Tory’s office said they never got an official invite to any roundtable and that an invite would have been considered.

“Our office understands the important role youth play in addressing community safety in Toronto and the Mayor is encouraged by their advocacy on this issue,” a statement said. “The Mayor looks forward to that continued partnership and the work that will be done on addressing gun violence together.”

Who these youth workers are, in their own words:

Central Etobicoke Youth Agency (CEYA)

Founded in 2019, CEYA’s core business interest is in the focus of urban youth capacity development, including career and skills training development, community social action and advocacy, creative arts and talent development and decent jobs for youth. The mission is to develop new ways of delivering access to learning and career development.

DevelopME Youth

DevelopME Youth is a non-profit organization that fights for equal rights, racial equality, and inclusiveness while helping the younger generation change the world through community involvement, leadership, and self-empowerment. The organization aims to improve and enrich the lives of Black youth by using positive reinforcement to pave the way to success. Through authenticity and transparency, they provide youth with a nurturing environment that is essential to their overall developmental needs. Creating opportunities for educational enrolment, character building, financial sufficiency, meaningful mentorship, and self-empowerment, all while increasing the cultural competence of the organizations they collaborate with to affect change.

Hidaayah House

Hidaayah House is one of the most prominent organizations in the city of Toronto that support communities through crisis support, mental health resources, educating youth through workshops, and regular communal events. With a team of trained mental health professionals, and utilizing their own personal lived experiences, many people trust and rely on them to help them gain access to resources they may have not known existed; especially when they need it most. Their long-term goal is to open a community centre for people that need it most and provide them with a sustainable safe space that helps navigate them through tough situations and engage them in positive skill-building activities, led by a diverse group of caring mentors.


NOOR is a Youth-Led initiative created to educate, empower, and unite Black Muslim youth in Toronto. NOOR provides mentorship, guidance, workshops, group talks, and recreational programs through youth-led initiatives while centring creative arts, physical activities, and other interests to promote the youth’s reliance on themselves and their community.
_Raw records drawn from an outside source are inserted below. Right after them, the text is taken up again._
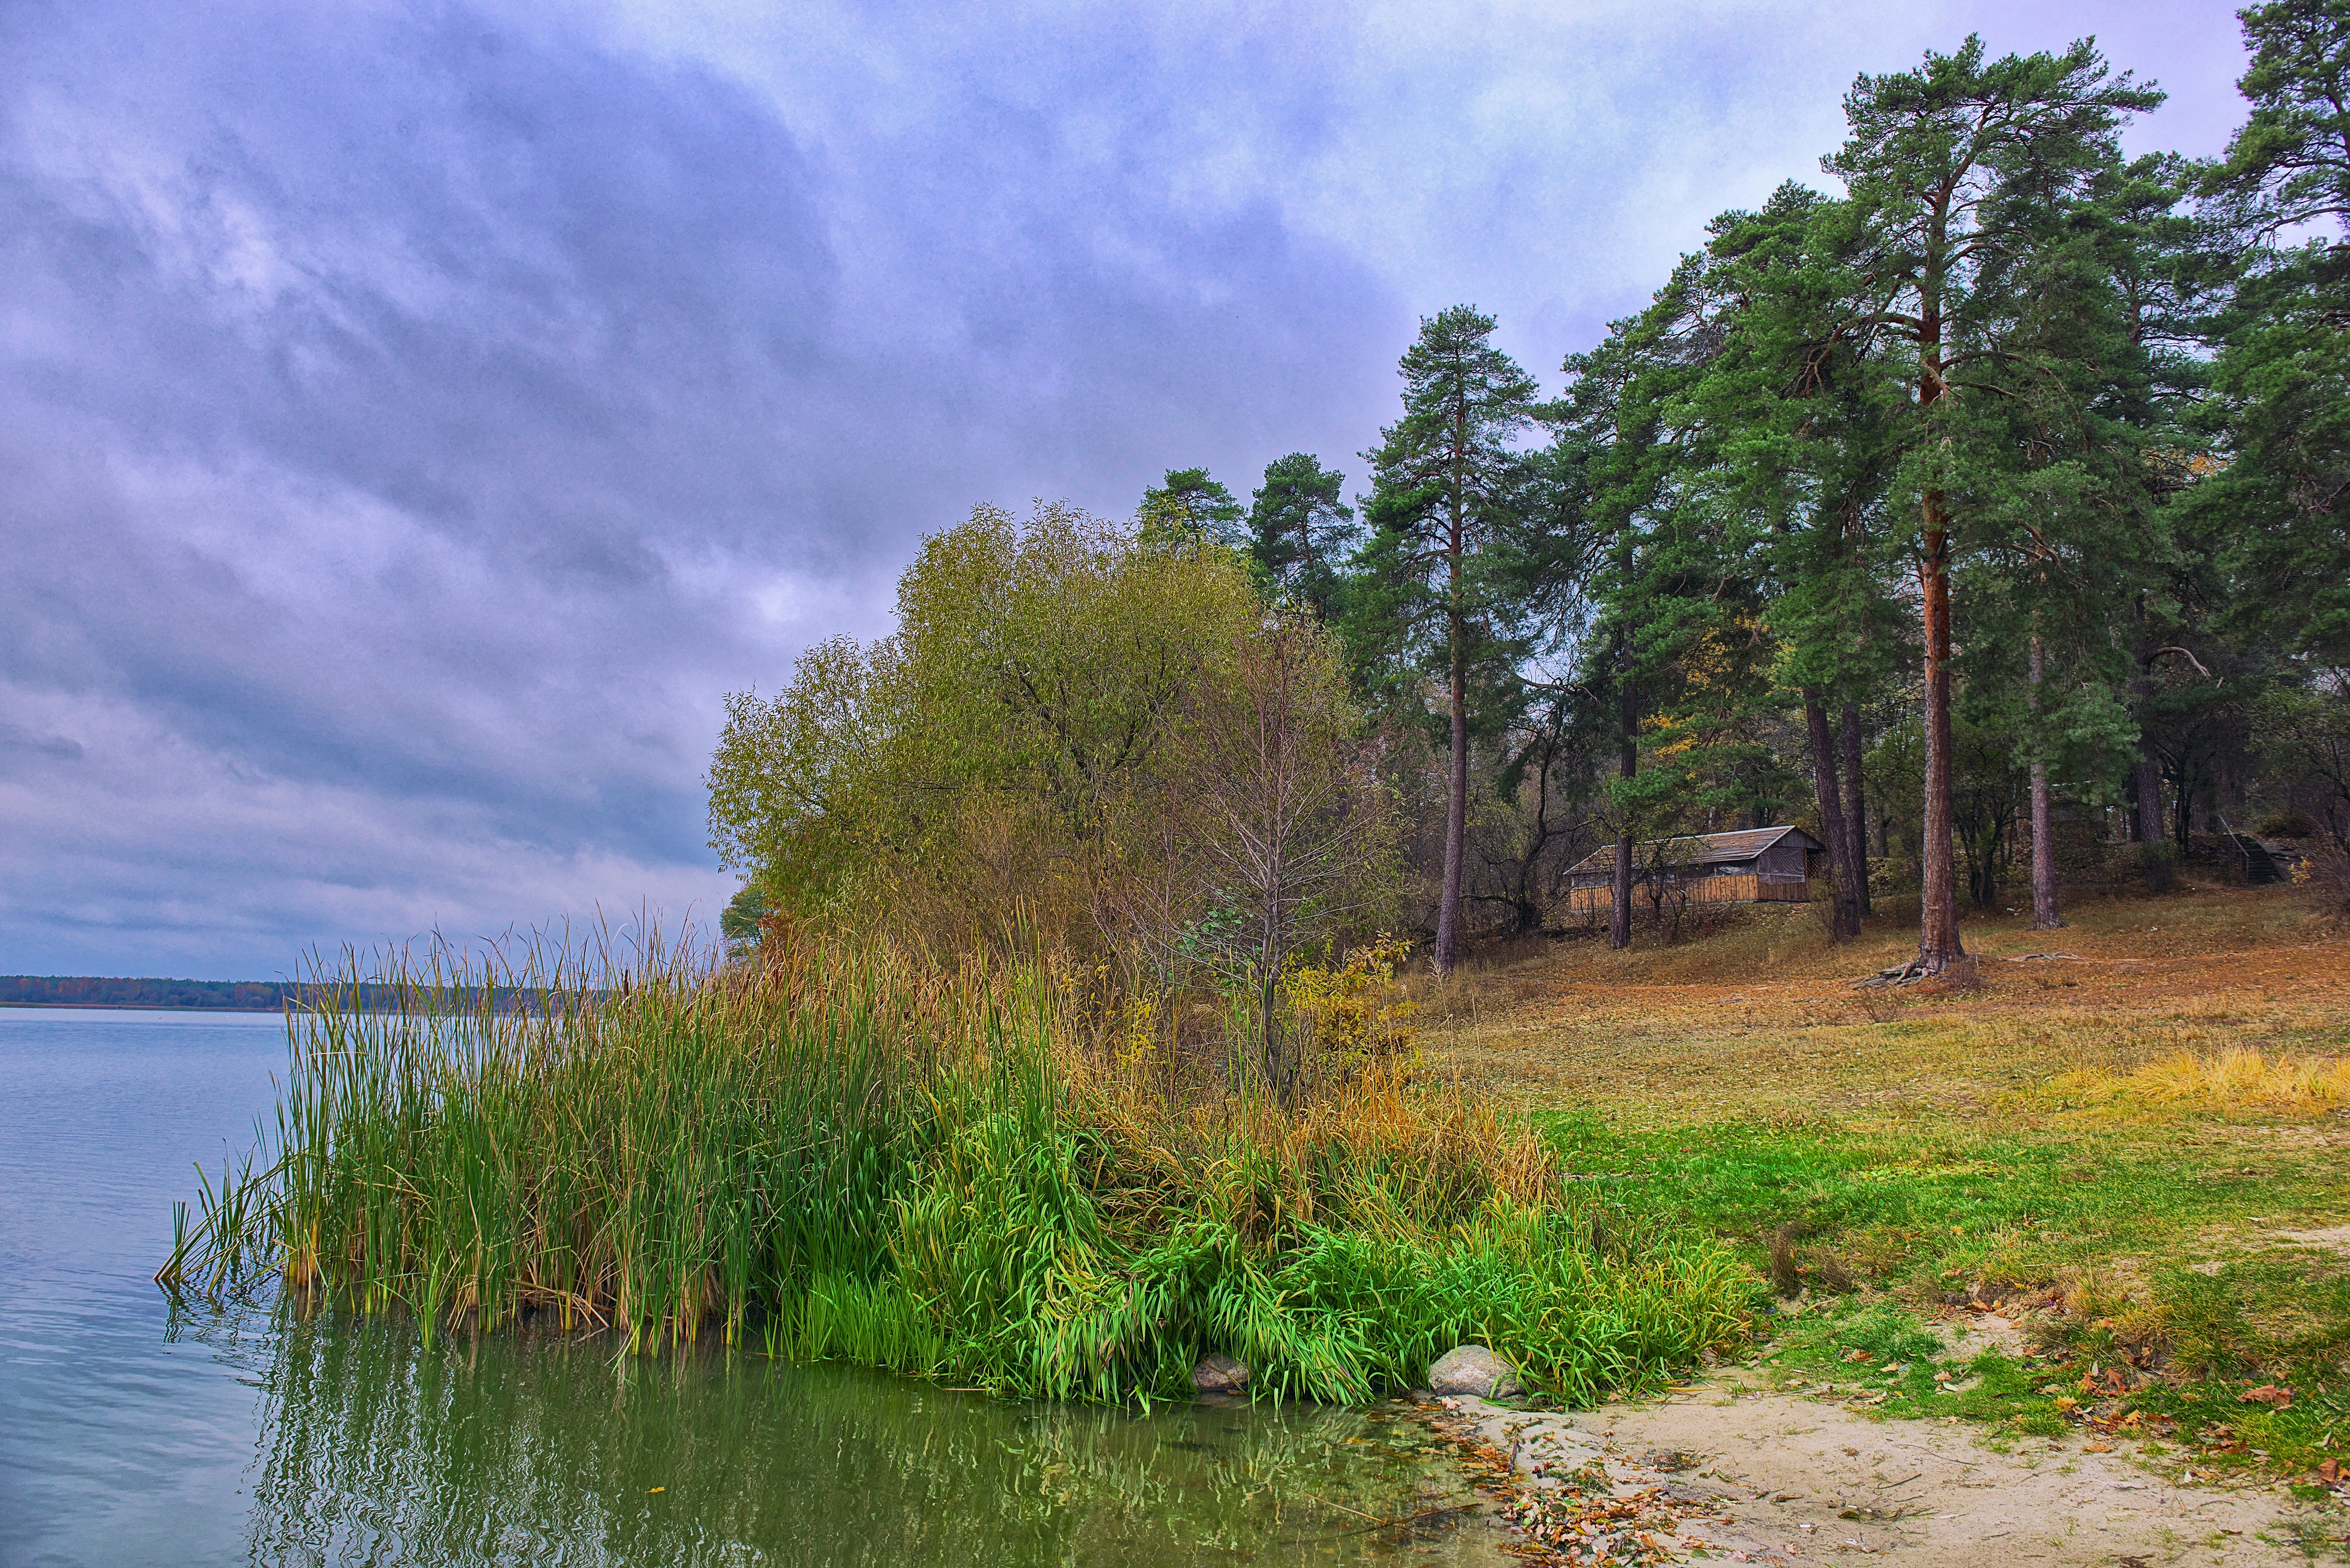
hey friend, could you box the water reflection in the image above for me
[215,1306,1498,1567]
[1,1012,1499,1567]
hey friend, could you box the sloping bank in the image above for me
[161,937,1758,1405]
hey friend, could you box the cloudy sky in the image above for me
[1,0,2250,979]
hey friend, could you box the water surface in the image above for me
[0,1008,1498,1566]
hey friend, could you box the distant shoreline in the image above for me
[3,976,310,1012]
[2,977,558,1013]
[0,1001,286,1013]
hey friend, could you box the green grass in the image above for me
[160,934,1759,1407]
[1534,1105,2350,1476]
[1751,1299,2070,1437]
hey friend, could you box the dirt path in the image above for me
[1425,1378,2347,1566]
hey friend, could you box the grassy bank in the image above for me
[161,933,1755,1406]
[1421,883,2350,1479]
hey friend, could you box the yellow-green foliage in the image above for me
[704,501,1268,946]
[1279,937,1420,1088]
[164,933,1758,1406]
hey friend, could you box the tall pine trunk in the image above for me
[1911,265,1964,975]
[1840,703,1871,919]
[1804,691,1861,940]
[2128,602,2165,847]
[2028,632,2064,930]
[1434,503,1467,975]
[2133,760,2164,844]
[1610,669,1636,951]
[1917,499,1965,972]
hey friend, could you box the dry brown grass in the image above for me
[2053,1046,2350,1112]
[1413,883,2350,1128]
[1076,1058,1564,1243]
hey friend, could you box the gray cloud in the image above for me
[0,722,84,764]
[0,0,2249,976]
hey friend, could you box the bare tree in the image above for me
[1632,834,1703,940]
[1171,614,1399,1099]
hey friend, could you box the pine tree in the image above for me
[1554,261,1732,950]
[1690,183,1908,940]
[1246,453,1356,619]
[2202,0,2350,243]
[1822,37,2159,975]
[1353,306,1542,974]
[2192,0,2350,665]
[1138,468,1246,552]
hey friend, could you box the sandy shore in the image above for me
[1416,1374,2347,1566]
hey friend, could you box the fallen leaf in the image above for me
[2319,1458,2342,1483]
[2238,1385,2293,1408]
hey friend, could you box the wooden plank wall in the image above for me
[1567,875,1812,913]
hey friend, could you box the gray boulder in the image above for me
[1426,1344,1523,1400]
[1191,1351,1250,1394]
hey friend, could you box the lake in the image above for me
[0,1008,1500,1566]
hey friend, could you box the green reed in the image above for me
[161,929,1759,1402]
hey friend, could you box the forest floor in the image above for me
[1416,880,2350,1564]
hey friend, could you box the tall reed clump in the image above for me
[160,929,1758,1404]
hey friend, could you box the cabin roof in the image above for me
[1565,826,1825,878]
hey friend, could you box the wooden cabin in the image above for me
[1566,826,1827,913]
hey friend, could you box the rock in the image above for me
[1191,1352,1250,1394]
[1426,1344,1524,1400]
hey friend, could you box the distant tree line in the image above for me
[1,976,553,1013]
[713,10,2350,982]
[4,975,314,1010]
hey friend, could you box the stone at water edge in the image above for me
[1192,1352,1250,1394]
[1426,1345,1523,1399]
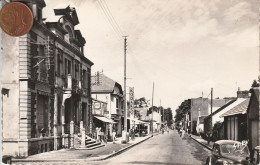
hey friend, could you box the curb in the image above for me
[94,135,153,161]
[190,136,213,151]
[12,135,153,163]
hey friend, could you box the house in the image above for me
[247,87,260,152]
[2,2,93,157]
[204,99,236,140]
[190,98,228,134]
[221,97,250,141]
[91,72,124,137]
[92,98,116,141]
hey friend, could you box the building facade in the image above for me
[2,1,93,157]
[91,72,124,137]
Deluxson (Delux) Yogarajah

Delux has worked in the GTA and in his community of Jane and Finch. Delux is very passionate about the accessibility and advocacy of mental health throughout BIPOC communities. His work with GreenChange and mental health and wellness is amplified through his work at Jane/Finch Centre and the Community Healing Project (CHP). Youth can contact Delux via email

Ayoub Farah

Ayoud is a Black Muslim Youth Worker at the Jane/Finch Centre in collaboration with Islamic Relief Canada, as well as the community safety lead at the Toronto Youth Cabinet, and director of outreach and communications at Hidaayah House. He serves Black Muslim youth predominantly in the northwest area, where he founded the Peace Be project aimed at developing new skills, encouraging youth leadership, and fostering resilience in the youth and within the community.